Photo by Caroline Eliz (@carolineelizphoto on Instagram)

Recently, I was able to catch an amazing show in Hartford, CT headlined by UK band, WSTR. One of the openers was pop-punk band from Springfield, MO, Hold Close. They were a band I’ve been aware of for a while now: one that’s songs held places on my Spotify places, but I couldn’t say I was an avid listener. However, their performance in Hartford absolutely blew me away. Specifically, their song “Breath” off of their newest album “Time” stuck with me. I found myself leaving their show with a CD from their merch table and binging it on the two hour ride home. Breath played on repeat, and in my time listening to it, I decided I needed to write a review on this beautiful yet heart-wrenching song.

Breath is a song by Hold Close (written by Braxton Smiley) for their 2019 album, and also their most listened to song on Spotify. The song reflects Smiley’s own continuing experience grieving a friend that died of a drug overdose. The relaxing guitar melody in the beginning starts slow and sweet, which hints to the listener that this won’t follow a fast tempo. While that is true, its tempo does eventually pick up just before the first chorus. Because of the tempo switch, I find that this song is an audible symbol that grief is not just depression.
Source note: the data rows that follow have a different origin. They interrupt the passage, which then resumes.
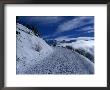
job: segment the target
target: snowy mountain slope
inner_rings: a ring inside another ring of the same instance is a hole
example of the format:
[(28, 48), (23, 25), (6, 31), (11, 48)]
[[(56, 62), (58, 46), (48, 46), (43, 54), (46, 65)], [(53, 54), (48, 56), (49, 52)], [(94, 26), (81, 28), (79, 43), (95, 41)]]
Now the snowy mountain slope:
[(94, 55), (94, 40), (88, 40), (88, 41), (77, 40), (72, 43), (60, 43), (57, 46), (63, 46), (63, 47), (71, 46), (74, 49), (83, 49), (83, 50), (89, 52), (90, 54)]
[(69, 49), (55, 47), (54, 52), (36, 63), (25, 74), (93, 74), (94, 64)]
[(32, 30), (19, 23), (16, 28), (16, 70), (17, 73), (22, 73), (43, 60), (53, 50), (42, 38), (35, 36)]
[(49, 46), (19, 23), (16, 28), (17, 74), (94, 74), (94, 63), (86, 57), (67, 48)]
There are times where Smiley’s intonation is off and shaky, as if he is too emotionally invested in the song to focus on the technicalities of it. Smiley has deep regret and anger, and both reflect in all aspects of this song. 

The song leaves listeners with a few questions (as, I feel, all good songs do). His word choice is so distinctive to me. Asking “is death a normal thing to fear” is the objective hit line of this song, and holds a storyline within itself. Is the singer fearing death? Or is he no longer afraid, and feels out of place because of it? He asks the one he is singing about if he will meet him “in the troposphere”. The use of such a specific term (the atmospheric layer closest to earth) adds on to how personal this story is to Smiley; he wants to see this person again, but he can not go far.
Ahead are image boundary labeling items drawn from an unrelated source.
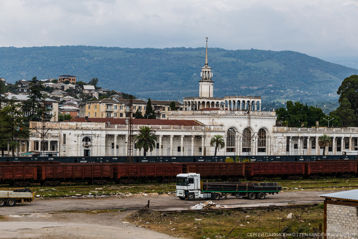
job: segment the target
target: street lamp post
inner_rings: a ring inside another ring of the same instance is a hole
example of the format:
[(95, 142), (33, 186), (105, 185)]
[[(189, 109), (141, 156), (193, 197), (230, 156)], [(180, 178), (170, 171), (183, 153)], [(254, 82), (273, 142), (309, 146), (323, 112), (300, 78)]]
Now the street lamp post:
[(325, 120), (326, 120), (327, 121), (328, 121), (328, 128), (329, 128), (329, 121), (330, 121), (331, 120), (332, 120), (334, 119), (334, 118), (332, 118), (332, 119), (330, 119), (330, 120), (326, 120), (324, 118), (323, 118), (323, 119), (324, 119)]

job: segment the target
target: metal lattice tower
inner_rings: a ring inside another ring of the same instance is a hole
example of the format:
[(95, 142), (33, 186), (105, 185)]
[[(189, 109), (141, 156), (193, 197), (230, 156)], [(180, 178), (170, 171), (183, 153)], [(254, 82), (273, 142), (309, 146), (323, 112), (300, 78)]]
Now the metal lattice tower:
[(133, 162), (133, 96), (129, 96), (129, 110), (128, 113), (128, 149), (127, 151), (127, 163)]
[(249, 156), (251, 155), (251, 139), (252, 137), (251, 134), (251, 103), (247, 105), (247, 110), (245, 110), (246, 113), (247, 115), (247, 130), (244, 136), (246, 138), (246, 142), (247, 144), (246, 147), (246, 155)]

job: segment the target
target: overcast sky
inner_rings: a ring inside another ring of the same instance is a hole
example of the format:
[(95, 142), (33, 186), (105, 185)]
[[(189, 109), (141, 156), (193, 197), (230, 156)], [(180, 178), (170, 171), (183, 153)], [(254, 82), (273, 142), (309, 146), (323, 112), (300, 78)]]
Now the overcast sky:
[(358, 59), (358, 0), (1, 0), (0, 46), (289, 50)]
There is a sense of pure honesty in both the lyrics and the sweet, yet dynamic, melody. Having these two contrasting aesthetics reflects his nostalgia for his friend that he is writing this entire piece about, as well as the deeply rooted emotions his passing has left him with. Overall, it is a beautifully created piece that works in all aspects to follow this main theme of tragedy and recovery.